Jonathan:So how often are we just judging our bodies and ourselves negatively and know your superpowers are authenticity and you know our heart gives out an electromagnetic field. That is science. It gives out in three meter radius all around, so basically nine meters across. That's what people can feel, right, we can feel if somebody's behind us or we can feel if somebody's staring at us. But your heart developed first in utero, before the brain, when you're in your mother's womb, and so if we can get out of here and drop down into here, I really do believe everything starts unfolding for us naturally, because we are of nature. It's when we're up here and disconnected with this and so many men are living up here, and you know men typically on a general basis.
Kerri:A lot of women too, actually A hundred percent, A hundred percent.
Jonathan:And you know, in a battle of logic and emotion, emotion always wins. And so let's get to the root of our emotions. And what are those emotional needs not being met? And how can I fill those needs for myself? You know and really live into that, and I do believe things will start unfolding.
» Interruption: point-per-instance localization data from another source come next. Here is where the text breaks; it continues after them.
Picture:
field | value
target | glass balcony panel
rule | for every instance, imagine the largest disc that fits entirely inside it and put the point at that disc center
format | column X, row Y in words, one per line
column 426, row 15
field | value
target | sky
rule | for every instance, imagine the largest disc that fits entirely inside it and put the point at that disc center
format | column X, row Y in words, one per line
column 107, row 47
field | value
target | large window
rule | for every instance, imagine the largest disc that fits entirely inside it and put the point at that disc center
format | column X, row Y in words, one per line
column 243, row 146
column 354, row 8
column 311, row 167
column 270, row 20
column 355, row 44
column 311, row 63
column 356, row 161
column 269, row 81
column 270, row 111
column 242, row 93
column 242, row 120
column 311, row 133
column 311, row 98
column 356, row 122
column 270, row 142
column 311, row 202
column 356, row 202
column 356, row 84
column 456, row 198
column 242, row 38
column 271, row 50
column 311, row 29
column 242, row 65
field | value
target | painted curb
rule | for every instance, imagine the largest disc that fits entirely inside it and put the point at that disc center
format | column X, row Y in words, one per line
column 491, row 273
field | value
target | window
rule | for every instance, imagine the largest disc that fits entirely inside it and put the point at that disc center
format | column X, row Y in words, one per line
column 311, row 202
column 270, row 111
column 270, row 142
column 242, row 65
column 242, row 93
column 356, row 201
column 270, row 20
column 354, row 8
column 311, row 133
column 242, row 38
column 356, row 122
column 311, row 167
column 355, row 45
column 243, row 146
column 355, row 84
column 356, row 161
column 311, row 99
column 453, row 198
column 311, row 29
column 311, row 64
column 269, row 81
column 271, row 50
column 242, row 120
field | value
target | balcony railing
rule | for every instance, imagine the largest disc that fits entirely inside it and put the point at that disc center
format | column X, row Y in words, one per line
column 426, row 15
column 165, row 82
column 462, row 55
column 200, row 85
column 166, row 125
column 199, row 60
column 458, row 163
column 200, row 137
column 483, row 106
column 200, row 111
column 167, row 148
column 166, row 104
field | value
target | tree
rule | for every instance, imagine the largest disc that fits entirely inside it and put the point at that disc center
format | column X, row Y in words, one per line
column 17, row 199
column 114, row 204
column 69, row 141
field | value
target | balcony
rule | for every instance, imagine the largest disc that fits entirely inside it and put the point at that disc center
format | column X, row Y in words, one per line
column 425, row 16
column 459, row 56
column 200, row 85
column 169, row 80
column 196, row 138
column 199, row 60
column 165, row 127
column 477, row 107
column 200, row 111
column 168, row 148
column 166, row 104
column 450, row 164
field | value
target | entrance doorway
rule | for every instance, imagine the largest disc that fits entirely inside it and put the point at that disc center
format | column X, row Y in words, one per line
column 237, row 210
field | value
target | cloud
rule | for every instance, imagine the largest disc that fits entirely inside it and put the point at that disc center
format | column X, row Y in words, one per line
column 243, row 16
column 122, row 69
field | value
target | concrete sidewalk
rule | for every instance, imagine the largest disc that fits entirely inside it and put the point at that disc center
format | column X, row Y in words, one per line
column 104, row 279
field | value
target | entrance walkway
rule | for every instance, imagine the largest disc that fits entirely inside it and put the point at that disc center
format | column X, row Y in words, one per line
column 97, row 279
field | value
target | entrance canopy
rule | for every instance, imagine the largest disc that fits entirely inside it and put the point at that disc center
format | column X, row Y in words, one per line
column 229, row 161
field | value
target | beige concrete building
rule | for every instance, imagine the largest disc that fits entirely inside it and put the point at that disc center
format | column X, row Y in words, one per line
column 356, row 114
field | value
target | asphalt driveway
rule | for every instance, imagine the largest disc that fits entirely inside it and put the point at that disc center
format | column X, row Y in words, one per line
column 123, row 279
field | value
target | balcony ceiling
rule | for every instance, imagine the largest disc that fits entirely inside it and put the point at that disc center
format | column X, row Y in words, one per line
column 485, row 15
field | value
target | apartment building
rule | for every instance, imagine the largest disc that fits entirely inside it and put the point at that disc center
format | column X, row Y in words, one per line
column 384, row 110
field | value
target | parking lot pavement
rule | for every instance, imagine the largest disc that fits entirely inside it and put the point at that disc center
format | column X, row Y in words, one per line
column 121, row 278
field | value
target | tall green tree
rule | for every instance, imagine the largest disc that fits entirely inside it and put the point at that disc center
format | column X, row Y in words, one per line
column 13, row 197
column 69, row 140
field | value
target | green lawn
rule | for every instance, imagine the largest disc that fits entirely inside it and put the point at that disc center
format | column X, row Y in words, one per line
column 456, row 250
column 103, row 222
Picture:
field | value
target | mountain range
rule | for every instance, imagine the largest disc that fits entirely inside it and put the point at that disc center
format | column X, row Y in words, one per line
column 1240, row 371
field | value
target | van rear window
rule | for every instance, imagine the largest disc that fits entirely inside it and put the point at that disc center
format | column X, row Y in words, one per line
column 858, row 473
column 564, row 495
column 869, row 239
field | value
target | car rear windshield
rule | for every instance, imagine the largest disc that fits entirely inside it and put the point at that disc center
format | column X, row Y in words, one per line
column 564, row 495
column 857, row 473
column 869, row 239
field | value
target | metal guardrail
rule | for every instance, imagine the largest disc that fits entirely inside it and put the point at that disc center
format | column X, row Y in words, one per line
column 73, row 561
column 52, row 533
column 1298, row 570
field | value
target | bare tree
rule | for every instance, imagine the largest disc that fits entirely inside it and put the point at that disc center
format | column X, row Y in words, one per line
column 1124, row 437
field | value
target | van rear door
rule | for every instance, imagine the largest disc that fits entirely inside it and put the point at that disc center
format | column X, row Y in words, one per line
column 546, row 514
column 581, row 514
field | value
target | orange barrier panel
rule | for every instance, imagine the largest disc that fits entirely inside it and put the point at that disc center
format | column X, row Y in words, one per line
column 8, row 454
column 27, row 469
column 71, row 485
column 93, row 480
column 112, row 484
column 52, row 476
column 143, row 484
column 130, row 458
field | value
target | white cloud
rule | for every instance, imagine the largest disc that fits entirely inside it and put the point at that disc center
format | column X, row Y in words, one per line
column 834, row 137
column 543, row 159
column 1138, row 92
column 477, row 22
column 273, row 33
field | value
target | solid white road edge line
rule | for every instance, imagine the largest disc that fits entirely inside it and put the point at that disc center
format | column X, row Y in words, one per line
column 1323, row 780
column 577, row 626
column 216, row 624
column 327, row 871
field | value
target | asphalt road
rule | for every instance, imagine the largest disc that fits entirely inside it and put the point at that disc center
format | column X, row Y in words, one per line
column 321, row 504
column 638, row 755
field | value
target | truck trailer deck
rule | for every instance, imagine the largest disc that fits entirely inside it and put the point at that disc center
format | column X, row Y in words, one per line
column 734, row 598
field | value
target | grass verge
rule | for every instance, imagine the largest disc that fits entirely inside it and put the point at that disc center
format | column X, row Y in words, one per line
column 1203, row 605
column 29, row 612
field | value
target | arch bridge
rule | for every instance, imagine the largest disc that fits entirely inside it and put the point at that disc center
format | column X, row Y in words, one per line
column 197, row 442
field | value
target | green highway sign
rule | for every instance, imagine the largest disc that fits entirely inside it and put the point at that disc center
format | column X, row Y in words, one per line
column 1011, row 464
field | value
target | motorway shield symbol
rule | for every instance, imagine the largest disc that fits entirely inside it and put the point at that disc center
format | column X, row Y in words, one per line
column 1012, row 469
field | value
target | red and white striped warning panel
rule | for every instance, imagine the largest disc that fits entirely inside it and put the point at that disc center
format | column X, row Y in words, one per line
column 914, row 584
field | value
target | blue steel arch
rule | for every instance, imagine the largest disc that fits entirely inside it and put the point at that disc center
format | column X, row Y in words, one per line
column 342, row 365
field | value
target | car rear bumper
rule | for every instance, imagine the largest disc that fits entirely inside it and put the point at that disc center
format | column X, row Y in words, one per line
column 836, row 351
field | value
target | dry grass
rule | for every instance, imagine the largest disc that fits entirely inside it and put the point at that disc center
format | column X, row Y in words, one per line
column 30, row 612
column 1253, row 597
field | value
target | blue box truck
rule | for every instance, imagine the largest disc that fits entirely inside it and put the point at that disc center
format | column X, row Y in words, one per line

I tell my kids there's so much wisdom in children's songs Because if we row, row, row, gently down the stream, life is a dream. But as soon as we turn around and try to go upstream, against the flow of nature, you're going to get exhausted and burned out.
Kerri:Or keep looking back.
Jonathan:Right, and there's a reason the rear view mirror is a lot smaller than the windshield. That's right. So yeah, I can throw out these cliches all day long.
Kerri:Well, I can see why Tracy wanted us to talk with you. It's been a joy, thank, you so much.
Jonathan:Well, I will send this recording to tracy and hopefully she can stitch together. And you know more than happy to come and speak with you, ladies, at any time great, we appreciate you so much awesome. Thank you all so much all right, goodbye.